Protests resume in Algeria
Anti-government protests resumed in Algeria on March 3 as tens of thousands gathered in the capital and other towns to demand Algerian President Abdelaziz Bouteflika drop plans to stand for a fifth term, witnesses and residents said.
In a rare wave of public dissent, Algerians have been taking to the streets since rallies calling on him to step down began 10 days ago.
Bouteflika, 82, in shaky health for years, was due to submit his official election papers at the Constitutional Council in Algiers on March 3, the deadline for candidates.
He need not do so in person, the state news agency APS said.

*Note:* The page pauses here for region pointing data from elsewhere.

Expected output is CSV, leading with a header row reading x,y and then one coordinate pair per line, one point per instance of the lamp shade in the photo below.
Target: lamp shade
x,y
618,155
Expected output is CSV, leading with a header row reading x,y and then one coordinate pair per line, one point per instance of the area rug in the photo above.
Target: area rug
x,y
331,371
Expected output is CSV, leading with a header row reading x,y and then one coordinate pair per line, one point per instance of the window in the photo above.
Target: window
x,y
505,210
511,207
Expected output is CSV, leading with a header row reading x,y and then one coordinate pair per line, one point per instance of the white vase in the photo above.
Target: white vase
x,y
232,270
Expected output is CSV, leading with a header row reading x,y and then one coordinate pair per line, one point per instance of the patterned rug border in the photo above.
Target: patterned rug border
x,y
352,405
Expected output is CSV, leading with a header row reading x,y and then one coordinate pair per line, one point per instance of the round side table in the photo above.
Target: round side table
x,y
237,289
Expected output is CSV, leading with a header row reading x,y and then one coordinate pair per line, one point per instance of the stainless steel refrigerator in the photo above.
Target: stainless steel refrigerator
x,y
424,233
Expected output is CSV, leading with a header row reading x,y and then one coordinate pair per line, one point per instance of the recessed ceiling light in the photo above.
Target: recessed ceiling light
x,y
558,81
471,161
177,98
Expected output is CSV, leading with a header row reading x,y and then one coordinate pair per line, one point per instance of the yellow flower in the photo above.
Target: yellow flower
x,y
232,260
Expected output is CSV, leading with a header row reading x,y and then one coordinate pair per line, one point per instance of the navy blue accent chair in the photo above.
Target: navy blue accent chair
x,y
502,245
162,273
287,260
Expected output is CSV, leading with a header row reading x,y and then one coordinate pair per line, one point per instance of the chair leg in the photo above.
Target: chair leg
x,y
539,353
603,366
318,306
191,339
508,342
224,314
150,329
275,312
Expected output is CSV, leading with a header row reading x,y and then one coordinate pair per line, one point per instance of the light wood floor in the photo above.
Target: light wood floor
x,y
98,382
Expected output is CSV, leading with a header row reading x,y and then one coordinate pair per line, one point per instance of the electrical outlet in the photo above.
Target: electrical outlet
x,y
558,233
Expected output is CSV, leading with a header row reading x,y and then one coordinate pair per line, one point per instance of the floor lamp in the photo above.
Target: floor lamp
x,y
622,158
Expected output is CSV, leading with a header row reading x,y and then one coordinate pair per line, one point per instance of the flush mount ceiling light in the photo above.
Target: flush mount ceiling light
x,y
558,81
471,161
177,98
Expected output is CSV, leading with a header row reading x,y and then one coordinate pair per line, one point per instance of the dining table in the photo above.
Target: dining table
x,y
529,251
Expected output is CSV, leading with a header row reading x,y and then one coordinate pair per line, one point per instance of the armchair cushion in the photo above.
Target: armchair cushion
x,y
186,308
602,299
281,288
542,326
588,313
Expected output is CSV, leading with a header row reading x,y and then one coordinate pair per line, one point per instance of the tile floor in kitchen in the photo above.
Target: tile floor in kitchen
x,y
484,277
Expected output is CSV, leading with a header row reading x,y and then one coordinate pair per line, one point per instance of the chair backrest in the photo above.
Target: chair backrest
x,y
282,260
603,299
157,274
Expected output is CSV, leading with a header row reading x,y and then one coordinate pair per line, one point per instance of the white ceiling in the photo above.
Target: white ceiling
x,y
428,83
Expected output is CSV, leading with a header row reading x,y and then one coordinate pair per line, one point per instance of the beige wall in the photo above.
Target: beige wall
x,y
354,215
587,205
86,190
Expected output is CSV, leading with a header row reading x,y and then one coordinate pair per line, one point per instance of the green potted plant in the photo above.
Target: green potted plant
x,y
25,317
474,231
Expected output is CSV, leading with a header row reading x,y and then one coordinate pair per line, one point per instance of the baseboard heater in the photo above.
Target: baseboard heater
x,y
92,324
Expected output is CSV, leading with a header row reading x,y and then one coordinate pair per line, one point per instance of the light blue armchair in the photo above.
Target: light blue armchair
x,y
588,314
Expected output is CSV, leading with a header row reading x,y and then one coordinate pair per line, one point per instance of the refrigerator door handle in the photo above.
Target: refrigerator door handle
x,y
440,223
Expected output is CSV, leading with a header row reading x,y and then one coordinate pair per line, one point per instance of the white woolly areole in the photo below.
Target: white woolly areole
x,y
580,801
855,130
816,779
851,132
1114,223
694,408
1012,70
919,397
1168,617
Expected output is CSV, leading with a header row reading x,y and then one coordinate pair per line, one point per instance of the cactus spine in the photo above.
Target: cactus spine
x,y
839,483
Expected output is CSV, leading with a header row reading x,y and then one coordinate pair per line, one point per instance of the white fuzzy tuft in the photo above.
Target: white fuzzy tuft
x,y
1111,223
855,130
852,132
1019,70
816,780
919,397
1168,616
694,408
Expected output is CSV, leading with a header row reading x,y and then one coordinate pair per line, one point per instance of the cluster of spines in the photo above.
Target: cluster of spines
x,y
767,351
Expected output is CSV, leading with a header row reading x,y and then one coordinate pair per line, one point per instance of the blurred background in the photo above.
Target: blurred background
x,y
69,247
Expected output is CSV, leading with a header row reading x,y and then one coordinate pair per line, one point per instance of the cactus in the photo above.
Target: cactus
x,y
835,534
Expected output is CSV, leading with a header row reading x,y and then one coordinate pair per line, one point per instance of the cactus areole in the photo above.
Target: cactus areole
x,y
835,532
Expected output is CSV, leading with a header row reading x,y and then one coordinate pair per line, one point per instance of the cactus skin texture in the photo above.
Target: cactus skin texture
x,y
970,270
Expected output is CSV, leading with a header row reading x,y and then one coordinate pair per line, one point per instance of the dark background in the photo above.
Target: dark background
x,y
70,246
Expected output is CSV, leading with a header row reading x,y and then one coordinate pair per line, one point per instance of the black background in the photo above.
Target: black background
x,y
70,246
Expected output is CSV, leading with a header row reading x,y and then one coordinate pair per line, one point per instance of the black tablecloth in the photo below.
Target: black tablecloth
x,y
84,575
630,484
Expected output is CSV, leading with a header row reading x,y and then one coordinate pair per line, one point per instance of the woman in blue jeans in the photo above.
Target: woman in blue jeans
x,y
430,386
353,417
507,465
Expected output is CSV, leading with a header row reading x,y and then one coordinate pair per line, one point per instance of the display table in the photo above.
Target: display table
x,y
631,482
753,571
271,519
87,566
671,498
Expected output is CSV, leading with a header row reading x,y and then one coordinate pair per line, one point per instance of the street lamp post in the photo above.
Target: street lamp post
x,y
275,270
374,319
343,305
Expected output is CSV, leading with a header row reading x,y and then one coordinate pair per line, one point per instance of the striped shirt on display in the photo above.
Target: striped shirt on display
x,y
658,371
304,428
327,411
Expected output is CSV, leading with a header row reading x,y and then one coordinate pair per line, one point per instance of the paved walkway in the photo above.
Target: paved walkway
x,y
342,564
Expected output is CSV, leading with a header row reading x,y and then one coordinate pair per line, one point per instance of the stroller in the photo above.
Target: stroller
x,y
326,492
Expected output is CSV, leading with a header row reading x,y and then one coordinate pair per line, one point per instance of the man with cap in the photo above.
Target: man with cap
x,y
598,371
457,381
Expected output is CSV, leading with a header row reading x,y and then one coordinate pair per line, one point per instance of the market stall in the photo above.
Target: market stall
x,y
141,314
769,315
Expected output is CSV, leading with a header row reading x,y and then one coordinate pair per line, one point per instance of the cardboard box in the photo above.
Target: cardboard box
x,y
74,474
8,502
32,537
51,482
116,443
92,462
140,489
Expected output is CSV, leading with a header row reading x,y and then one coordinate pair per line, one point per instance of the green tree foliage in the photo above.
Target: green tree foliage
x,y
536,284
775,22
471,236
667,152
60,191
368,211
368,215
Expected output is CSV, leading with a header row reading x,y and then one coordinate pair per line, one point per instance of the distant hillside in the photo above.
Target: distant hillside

Bouteflika, rarely seen in public since he suffered a stroke in 2013, was at the weekend still in Switzerland for unspecified medical checks, according to Swiss media.
Algeria's weak and divided opposition and civic groups have called for more protests should Bouteflika, who has been in power for 20 years, confirm his re-election bid.
Opponents say that Bouteflika is no longer fit to lead, citing his poor health and what they call chronic corruption and a lack of economic reforms to tackle unemployment that exceeds 25 percent among people under the age of 30.
But analysts say protesters lack leadership and organisation in a country still dominated by veterans, like Bouteflika, of the 1954-62 independence war against France.
Thousands of students gathered at several university faculties, one of them near the Constitutional Council where presidential candidates file their papers, chanting: "No to a fifth term!" or "A free and democratic Algeria!"
There was heavy security around the Constitutional Council, and police prevented restive students from leaving the campus nearby, keeping the main gates shut. But some students were seen later marching outside.
"We will not stop until we get rid of this system," said Aicha, a 23-year-old student. Many university graduates face joblessness in an economy dominated by the state.
More Protests Around the Country
According to witnesses and local television footage, protesters also turned out in their thousands in other cities around the major oil- and gas-producing country, such as Oran, Batna, Blida, Skikda and Bouira.
The first candidate to submit his papers was Ali Ghediri, a retired general who is challenging the elite made up of military, ruling FLN party and business leaders. "I tell the people a new dawn has started," he told reporters.
By midday, six candidates had formally registered. There was no sign of Bouteflika's bid.
Bouteflika changed his campaign manager on Saturday, state media said. He has not addressed the protests against him - the biggest since the 2011 uprisings that ousted long entrenched elites in a number of Arab countries, though not in Algeria.
March 1 saw the largest turnout to date in the protest wave, with tens of thousands in the streets. A total of 183 people were injured and one person died of a heart attack, APS said.
Many Algerians avoided public political activity for years, for fear of trouble from the pervasive security services or out of disillusionment with the lack of change in the leadership.
After a decade-long Islamist insurgency that Bouteflika stamped out early in his rule, Algerians have often tolerated a political system with little space for dissent as a price to pay for relative peace and stability.
But disaffection has simmered with over one in four young people unemployed in a country that remains heavily reliant on oil and gas exports, despite numerous official promises of economic diversification over many years.